On October 15, 1986, the NLCS returned to the Astrodome for the deciding games of the best of seven series. Never a place the Mets enjoyed playing, the team's all-time record at the park was 54-90 through the '86 season and with the 'Stros carrying a three-run lead into the ninth inning of Game Six, it seemed like the Mets were doomed for another defeat on the green plastic carpet of the Harris County Domed Stadium. With 1986 Cy Young Award winner Mike Scott taking the mound for Houston in Game Seven, there was feeling among Mets players that a loss would lead to elimination the next day.
Lenny Dykstra opened the ninth with a triple. Mookie Wilson brought him home with a single. A Kevin Mitchell grounder moved Mook to second and he easily scored from there on Keith Hernandez's double one batter later. A pair of walks from Astros reliever Dave Smith loaded the bases for Ray Knight who tied the game with a sacrifice fly.

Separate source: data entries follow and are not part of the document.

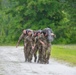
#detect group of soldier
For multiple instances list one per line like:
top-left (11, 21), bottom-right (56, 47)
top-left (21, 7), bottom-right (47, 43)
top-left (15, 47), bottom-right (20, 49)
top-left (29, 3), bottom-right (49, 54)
top-left (16, 28), bottom-right (55, 64)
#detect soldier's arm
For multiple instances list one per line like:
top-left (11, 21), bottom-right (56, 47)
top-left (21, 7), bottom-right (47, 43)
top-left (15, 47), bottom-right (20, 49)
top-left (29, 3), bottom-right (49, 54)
top-left (39, 40), bottom-right (45, 46)
top-left (32, 43), bottom-right (36, 50)
top-left (31, 37), bottom-right (35, 50)
top-left (39, 34), bottom-right (45, 46)
top-left (39, 36), bottom-right (46, 46)
top-left (24, 36), bottom-right (28, 47)
top-left (16, 33), bottom-right (24, 48)
top-left (33, 37), bottom-right (36, 47)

The Eastern and Western Division champions traded zeroes for the next five innings. Roger McDowell allowed just one hit to the fifteen batters he faced while Wally Backman put the sinkerballer in line for a series-ending win with an RBI single in the top of the 14th. McDowell's co-closer Jesse Orosco couldn't keep it that way, though. With one out in the bottom of the frame, Billy Hatcher made it anyone's ball game once again by pulling a fastball into the left field foul pole netting for a home run. Orosco settled down after that, keeping the Astros off the board for an inning and two-thirds via strikeouts and infield outs.
In the 16th, the Mets plated three runs on two RBI hits and a wild pitch. They'd need every one of them, as Houston rallied yet again. Three singles from Bill Doran, Billy Hatcher, and Glenn Davis brought Kevin Bass to the plate with the tying and winning runs on the corners. Bass worked the count full, but Keith Hernandez, acting as team captain, fan surrogate, and all-around badass, threatened to knock out Orosco if he threw another fastball to the patient outfielder. The lefty listened, broke off a nasty breaking ball, and Bass swung over it. Thus ends the story of how the Mets punched their ticket for a third trip to the World Series.
Lou Klimchock is 73 years old today. Klimchock made five pinch hitting appearances for the Mets in 1966 and went down swinging in three of them. In the other two, he popped out to short and grounded into a double play.
Game of Note
One day after Tommie Agee raced from gap to gap, robbing the Orioles of extra-base hits to left and right, Ron Swoboda added another amazing catch to the Mets' highlight reel in Game Four of the 1969 World Series. With Orioles on first and third and one out in the top of the ninth, Brooks Robinson smashed a sinking line drive that seemed certain to fall outside of Swoboda's range. The burly outfielder surprised everyone, including himself, by breaking on the ball perfectly and swooping in, body fully extended, for a diving grab. Aesthetics aside, the catch went in the box score as a game-tying sacrifice fly, though the Mets would win it 2-1 in the tenth when J.C. Martin's sac bunt attempt turned into a walk-off error.
Amazin'-ly Tenuous Connection
Seventy-three years ago today, the City of New York held a ceremony to dedicate what Time called "the most pretentious land and seaplane base in the world." Known then as Municipal Airport, today named for the mayor who made it happen, La Guardia has been the Mets' next door neighbor since the team moved out to Flushing in 1964. Jets don't soar over Citi Field's airspace nearly as often as they did Shea's, so fans are have to make their own deafening, opponent-distracting roars these days.